Lippische Landes-Zeitung ,
05.04.2005 :
Kaum in Worte zu fassen / Bund der "Euthanasie"-Geschädigten und Zwangssterilisierten gibt Buch heraus
Detmold (mah). Unter dem Titel "Lebensunwert - zerstörte Leben" hat der Bund der "Euthanasie"-Geschädigten und Zwangssterilisierten ein Buch herausgebracht. Es schildert die Lebensgeschichten der Opfer und lässt Wissenschaftler zu Wort kommen, die das Thema Zwangssterilisation und "Euthanasie" in einen historischen Kontext stellen. Es ist ein Buch, dem SPD-Politiker Hans-Jochen Vogel "eine weite Verbreitung" wünscht.

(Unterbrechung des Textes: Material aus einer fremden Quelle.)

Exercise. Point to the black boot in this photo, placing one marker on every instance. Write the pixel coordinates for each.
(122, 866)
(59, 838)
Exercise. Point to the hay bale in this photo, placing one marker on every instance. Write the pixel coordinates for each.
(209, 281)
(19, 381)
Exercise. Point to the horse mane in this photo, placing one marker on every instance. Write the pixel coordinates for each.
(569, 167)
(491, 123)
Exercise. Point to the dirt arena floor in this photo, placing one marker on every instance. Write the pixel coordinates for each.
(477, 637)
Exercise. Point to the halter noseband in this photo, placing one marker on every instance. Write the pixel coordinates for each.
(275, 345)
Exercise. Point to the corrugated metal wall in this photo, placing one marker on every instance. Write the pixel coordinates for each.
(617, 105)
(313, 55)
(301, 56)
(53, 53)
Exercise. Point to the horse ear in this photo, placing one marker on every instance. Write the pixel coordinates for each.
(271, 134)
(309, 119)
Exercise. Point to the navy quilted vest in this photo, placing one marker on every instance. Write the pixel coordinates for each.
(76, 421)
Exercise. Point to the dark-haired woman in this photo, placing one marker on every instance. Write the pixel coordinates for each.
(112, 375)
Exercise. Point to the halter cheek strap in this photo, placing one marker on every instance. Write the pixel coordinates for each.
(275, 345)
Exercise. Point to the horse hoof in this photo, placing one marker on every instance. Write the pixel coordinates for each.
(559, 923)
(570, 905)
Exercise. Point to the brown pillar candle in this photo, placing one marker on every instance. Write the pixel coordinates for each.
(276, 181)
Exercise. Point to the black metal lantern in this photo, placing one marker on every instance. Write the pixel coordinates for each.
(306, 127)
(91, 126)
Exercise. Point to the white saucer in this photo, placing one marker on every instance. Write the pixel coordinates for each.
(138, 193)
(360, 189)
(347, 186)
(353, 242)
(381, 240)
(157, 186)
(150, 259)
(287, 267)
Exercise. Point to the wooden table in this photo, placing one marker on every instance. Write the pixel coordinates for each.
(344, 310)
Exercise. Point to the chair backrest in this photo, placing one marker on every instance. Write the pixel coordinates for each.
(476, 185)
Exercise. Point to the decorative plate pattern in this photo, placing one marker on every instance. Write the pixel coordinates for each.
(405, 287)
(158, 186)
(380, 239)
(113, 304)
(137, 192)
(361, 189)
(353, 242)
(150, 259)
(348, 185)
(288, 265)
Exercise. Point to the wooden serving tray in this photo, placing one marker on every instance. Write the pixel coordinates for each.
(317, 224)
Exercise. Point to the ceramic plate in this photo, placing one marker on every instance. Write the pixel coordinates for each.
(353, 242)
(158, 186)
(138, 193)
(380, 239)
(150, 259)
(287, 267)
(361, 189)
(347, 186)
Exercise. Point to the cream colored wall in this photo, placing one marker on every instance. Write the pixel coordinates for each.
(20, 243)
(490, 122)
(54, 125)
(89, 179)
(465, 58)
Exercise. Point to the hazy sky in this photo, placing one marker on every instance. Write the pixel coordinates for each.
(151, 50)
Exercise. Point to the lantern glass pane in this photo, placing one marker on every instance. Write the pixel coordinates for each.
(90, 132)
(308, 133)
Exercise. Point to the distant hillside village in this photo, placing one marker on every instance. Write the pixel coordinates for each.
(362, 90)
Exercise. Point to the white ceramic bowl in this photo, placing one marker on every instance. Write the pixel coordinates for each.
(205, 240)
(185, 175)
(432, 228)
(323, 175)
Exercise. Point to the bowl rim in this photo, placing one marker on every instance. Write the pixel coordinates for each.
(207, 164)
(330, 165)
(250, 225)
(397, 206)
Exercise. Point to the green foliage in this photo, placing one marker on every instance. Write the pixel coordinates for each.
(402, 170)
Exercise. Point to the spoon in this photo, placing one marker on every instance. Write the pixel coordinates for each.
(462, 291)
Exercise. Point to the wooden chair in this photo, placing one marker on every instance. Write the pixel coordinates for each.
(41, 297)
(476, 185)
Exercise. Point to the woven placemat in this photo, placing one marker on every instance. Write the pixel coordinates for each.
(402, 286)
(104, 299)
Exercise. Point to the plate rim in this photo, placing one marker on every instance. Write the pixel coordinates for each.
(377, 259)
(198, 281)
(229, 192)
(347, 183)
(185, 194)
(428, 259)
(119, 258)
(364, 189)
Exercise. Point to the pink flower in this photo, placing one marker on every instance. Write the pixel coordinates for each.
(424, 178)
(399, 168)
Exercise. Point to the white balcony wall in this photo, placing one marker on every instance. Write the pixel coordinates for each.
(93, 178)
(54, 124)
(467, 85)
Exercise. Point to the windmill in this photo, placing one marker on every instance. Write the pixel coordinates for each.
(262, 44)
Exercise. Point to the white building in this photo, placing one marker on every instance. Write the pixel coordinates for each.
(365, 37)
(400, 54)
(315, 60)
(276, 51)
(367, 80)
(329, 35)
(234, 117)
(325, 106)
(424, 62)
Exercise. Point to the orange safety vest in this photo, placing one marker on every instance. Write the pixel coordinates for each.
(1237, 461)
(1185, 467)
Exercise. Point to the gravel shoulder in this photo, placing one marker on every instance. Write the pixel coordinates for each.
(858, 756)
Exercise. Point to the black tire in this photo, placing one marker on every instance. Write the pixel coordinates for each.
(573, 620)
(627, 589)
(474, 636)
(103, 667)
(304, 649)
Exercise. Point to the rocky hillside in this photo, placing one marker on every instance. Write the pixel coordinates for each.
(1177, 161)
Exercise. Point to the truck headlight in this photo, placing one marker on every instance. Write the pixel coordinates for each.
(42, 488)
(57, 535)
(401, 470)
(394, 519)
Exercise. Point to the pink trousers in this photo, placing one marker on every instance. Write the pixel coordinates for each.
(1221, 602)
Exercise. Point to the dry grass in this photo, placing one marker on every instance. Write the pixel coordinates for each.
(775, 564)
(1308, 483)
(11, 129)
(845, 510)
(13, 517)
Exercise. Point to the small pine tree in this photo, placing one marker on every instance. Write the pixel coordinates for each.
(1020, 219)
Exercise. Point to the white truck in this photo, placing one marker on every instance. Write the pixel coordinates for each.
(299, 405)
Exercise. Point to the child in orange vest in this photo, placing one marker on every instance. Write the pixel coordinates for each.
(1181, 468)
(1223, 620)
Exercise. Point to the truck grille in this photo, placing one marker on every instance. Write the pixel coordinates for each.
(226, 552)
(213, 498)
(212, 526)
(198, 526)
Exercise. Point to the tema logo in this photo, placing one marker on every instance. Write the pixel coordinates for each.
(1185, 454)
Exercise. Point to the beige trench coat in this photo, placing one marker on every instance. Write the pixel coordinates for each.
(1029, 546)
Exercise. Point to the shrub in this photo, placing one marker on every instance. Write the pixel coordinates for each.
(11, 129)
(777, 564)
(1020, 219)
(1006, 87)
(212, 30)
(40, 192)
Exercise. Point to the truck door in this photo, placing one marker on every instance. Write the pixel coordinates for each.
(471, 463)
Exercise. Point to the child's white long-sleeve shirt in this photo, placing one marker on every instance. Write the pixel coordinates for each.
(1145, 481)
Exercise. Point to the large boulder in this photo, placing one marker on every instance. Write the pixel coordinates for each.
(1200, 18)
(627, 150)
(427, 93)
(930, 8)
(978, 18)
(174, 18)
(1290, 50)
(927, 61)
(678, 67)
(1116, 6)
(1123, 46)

Lebensgeschichten. Ursula S.: 1936 mit 16 Jahren zwangssterilisiert, weil Ärzte "epileptische Anfälle" diagnostiziert hatten. Heinrich H. : 1938 zwangssterilisiert, weil der Vater Kommunist war. Wladyslaw Plichta, Opfer medizinischer Experimente in Auschwitz. Margret Hamm vom BEZ hat Lebensgeschichten gesammelt - Lebensgeschichten, die der fürchterlichen Nazi-Ideologie zufolge nicht wert waren, überhaupt gelebt zu werden. "Es sind Schicksale, die sind eigentlich nicht in Worte zu fassen", sagt BEZ-Geschäftsführerin Margret Hamm. Ordner mit der Aufschrift "Betroffene" füllen einige Regalmeter. 600 Opfer sind Mitglied im Bund.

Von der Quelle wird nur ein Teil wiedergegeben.